For T-Mobile, the next six months will prove particularly important. In two months, the carrier is expected to compete in an auction by the FCC for $10.5 billion of unused airwaves, which could be used to beef up the company’s coverage area. It lags behind AT&T and Verizon.

Earlier this year, T-Mobile had been in talks to sell its U.S. operations to Sprint — a merger that would have provided T-Mobile the extra cash needed to compete in the FCC’s auction. But the negotiations fell apart and, instead, Legere said T-Mobile raised $3 billion in debt financing earlier this month.

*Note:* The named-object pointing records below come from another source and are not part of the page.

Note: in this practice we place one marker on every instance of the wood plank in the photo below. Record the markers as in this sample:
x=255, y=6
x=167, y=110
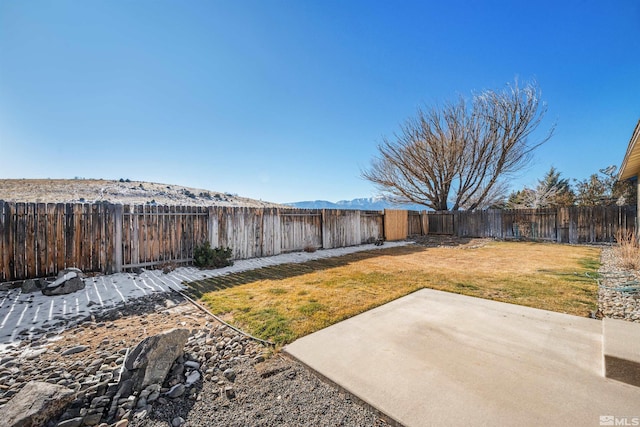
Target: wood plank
x=4, y=252
x=21, y=241
x=41, y=239
x=10, y=246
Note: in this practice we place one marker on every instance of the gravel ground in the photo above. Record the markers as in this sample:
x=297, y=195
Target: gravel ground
x=619, y=290
x=278, y=392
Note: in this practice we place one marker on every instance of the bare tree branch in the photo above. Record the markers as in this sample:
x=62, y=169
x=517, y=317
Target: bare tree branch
x=467, y=149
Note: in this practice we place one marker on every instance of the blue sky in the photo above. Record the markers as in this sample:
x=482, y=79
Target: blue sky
x=287, y=100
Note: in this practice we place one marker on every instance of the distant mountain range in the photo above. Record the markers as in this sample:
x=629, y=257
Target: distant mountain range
x=367, y=204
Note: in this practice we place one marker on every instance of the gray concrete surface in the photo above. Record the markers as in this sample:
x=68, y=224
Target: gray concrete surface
x=621, y=349
x=440, y=359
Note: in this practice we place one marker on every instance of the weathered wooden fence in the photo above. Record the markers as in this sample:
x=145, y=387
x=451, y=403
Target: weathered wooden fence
x=38, y=240
x=589, y=224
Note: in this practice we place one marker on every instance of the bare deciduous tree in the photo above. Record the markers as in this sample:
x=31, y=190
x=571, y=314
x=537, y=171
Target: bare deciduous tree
x=465, y=150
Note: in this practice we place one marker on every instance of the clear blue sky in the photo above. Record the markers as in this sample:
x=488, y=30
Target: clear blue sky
x=287, y=100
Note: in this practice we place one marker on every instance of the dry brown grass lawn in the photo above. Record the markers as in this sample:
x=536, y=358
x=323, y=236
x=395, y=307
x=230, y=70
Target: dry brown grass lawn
x=287, y=302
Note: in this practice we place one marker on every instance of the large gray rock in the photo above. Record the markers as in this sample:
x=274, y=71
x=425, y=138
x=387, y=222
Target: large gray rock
x=32, y=285
x=69, y=280
x=37, y=403
x=150, y=361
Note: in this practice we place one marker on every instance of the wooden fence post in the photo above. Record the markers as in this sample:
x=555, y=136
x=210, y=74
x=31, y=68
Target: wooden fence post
x=117, y=241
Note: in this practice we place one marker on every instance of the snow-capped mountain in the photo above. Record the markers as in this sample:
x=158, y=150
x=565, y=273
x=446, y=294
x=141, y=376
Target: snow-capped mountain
x=368, y=204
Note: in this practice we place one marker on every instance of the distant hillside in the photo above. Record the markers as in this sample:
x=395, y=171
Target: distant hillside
x=121, y=191
x=369, y=204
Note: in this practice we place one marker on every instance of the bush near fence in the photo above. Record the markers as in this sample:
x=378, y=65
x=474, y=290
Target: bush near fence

The failed Sprint merger may have left a bad impression on Legere, who earlier this year projected his company would pass Sprint as America’s third-largest carrier by the end of the year. Legere touched on the topic Wednesday: “My update? Put a fork in it. It’s happening. … Next on our list is AT&T.”

T-Mobile’s Wi-Fi router will be available to subscribers for a $25 deposit starting Sept. 17. It is intended as an alternative for people with spotty cellular signals at home. Subscribers can also send texts and photos in-flight via Gogo wireless Internet starting Sept. 17. Currently, 75% of all domestic flights — or 800 flights traveling daily — make the service available.